Associate Director IT Security Engineering

About The Position

Requirements

• Minimum of 8 years of related experience
• Bachelor's degree preferred or equivalent experience
• 8+ years in Cybersecurity, IT, Risk Management, Governance, or related field
• 5+ years in cybersecurity compliance, risk, or audit within financial services (banking, fintech, brokerage, etc.)
• 3+ years directly managing small technical teams in large enterprise environments, preferably in the financial sector.
• Proven expertise with CIS, NYDFS, FFIEC, SOX, PCI-DSS, and NIST CSF/800-53
• Hands-on experience with compliance monitoring of servers, workstations, databases, storage solutions, network devices, SaaS services, and cloud infrastructure
• Hands-on experience with HPNA, Qualys, Guardium, and similar compliance monitoring tools
• Understanding of security controls (IAM, encryption, SIEM, vulnerability management)
• Creating and reporting useful compliance metrics.
• Proficiency in audit response and regulatory reporting
• Strong leadership, communication, and stakeholder management abilities
• Focus on compliance/risk.

Nice To Haves

• Experience with cloud compliance (AWS/Azure/GCP) in regulated environments.
• Knowledge of data privacy laws (GDPR, CCPA).
• Certifications - CISSP, CISM, CRISC, CISA, or similar.

Responsibilities

• Engineer, Implement and Operate compliance tools monitoring technologies like compute, storage, databases & network in cloud and on-premises.
• Develop, implement, and maintain the cybersecurity compliance roadmap.
• Help service owners with remediation of findings and track action plans to closure.
• Maintain policies, standards, and procedures aligned with FFIEC, GLBA, NYDFS, etc.
• Report compliance metrics of various technology domains e.g.

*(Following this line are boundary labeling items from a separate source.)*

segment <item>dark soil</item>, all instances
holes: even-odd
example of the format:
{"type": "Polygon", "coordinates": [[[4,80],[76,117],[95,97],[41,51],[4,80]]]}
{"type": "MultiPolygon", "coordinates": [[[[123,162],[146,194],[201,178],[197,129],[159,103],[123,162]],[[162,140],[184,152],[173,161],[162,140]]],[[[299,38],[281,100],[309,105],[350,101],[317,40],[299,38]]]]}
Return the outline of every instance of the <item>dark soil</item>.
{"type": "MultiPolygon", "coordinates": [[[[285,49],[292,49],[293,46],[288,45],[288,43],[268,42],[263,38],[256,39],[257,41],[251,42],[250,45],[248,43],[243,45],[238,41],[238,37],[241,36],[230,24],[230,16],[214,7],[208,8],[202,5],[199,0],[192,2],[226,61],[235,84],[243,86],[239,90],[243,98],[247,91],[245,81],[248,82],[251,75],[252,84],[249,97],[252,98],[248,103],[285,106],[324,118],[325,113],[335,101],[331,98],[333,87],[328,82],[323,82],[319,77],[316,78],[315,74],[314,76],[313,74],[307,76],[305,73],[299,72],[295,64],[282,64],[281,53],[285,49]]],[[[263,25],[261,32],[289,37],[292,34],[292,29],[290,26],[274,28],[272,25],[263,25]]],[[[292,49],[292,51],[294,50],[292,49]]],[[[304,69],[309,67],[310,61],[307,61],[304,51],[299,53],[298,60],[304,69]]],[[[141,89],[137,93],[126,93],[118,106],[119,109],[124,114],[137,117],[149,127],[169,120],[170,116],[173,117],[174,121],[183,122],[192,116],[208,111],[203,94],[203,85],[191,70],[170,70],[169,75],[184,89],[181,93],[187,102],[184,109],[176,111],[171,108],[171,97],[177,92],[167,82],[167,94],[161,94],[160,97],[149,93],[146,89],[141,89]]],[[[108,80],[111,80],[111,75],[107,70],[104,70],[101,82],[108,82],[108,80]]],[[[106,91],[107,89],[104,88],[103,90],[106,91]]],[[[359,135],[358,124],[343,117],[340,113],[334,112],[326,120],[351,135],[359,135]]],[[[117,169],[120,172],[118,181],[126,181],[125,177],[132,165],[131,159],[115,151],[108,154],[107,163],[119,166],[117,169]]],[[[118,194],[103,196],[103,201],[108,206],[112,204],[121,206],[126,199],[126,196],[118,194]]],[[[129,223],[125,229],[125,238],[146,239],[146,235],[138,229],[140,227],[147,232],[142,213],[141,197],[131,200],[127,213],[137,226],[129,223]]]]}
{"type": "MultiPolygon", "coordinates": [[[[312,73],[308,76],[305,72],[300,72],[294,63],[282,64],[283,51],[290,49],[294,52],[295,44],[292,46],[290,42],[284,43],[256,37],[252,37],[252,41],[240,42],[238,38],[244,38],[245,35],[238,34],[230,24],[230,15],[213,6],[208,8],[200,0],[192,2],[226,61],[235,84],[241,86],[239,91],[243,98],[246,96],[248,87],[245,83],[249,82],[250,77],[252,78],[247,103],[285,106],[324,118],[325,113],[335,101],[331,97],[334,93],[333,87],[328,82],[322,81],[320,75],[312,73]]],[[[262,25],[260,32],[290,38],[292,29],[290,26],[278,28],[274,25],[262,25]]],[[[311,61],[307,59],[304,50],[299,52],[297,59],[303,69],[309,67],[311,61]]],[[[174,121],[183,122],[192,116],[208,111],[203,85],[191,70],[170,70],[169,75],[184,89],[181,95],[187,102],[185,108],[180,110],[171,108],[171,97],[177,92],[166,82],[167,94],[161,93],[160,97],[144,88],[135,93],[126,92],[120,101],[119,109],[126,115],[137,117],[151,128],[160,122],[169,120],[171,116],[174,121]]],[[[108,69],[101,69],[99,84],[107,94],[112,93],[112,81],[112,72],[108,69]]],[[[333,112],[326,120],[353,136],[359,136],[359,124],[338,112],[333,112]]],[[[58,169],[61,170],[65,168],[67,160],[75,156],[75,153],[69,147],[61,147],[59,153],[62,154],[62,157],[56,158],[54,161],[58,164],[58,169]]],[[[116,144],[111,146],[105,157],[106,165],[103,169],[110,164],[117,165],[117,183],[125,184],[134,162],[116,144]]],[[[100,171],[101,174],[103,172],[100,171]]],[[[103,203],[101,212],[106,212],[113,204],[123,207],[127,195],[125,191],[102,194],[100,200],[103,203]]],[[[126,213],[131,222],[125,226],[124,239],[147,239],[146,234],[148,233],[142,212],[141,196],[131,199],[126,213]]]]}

OS, Storage, Network etc.
• Manage, mentor, and develop 5+ cybersecurity engineers focused on compliance tooling and control implementation.
• Prioritize workload, conduct performance reviews, and foster collaboration.
• Bridge technical execution (engineers) and strategic compliance goals.
• Oversee vendor security reviews and third-party risk management.
• Serve as primary point of contact for compliance metrics.
• Stay current on evolving regulations (SEC, FINRA, CFPB), threats, and frameworks.
• Automate compliance monitoring and reporting using GRC tools.
• Drive initiatives to enhance security posture and reduce compliance risk.

Benefits

• Competitive compensation, including base pay and annual incentive
• Comprehensive health and life insurance and well-being benefits, based on location
• Pension / Retirement benefits
• Paid Time Off and Personal/Family Care, and other leaves of absence when needed to support your physical, financial, and emotional well-being.
• DTCC offers a flexible/hybrid model of 3 days onsite and 2 days remote (onsite Tuesdays, Wednesdays and a third day unique to each team or employee).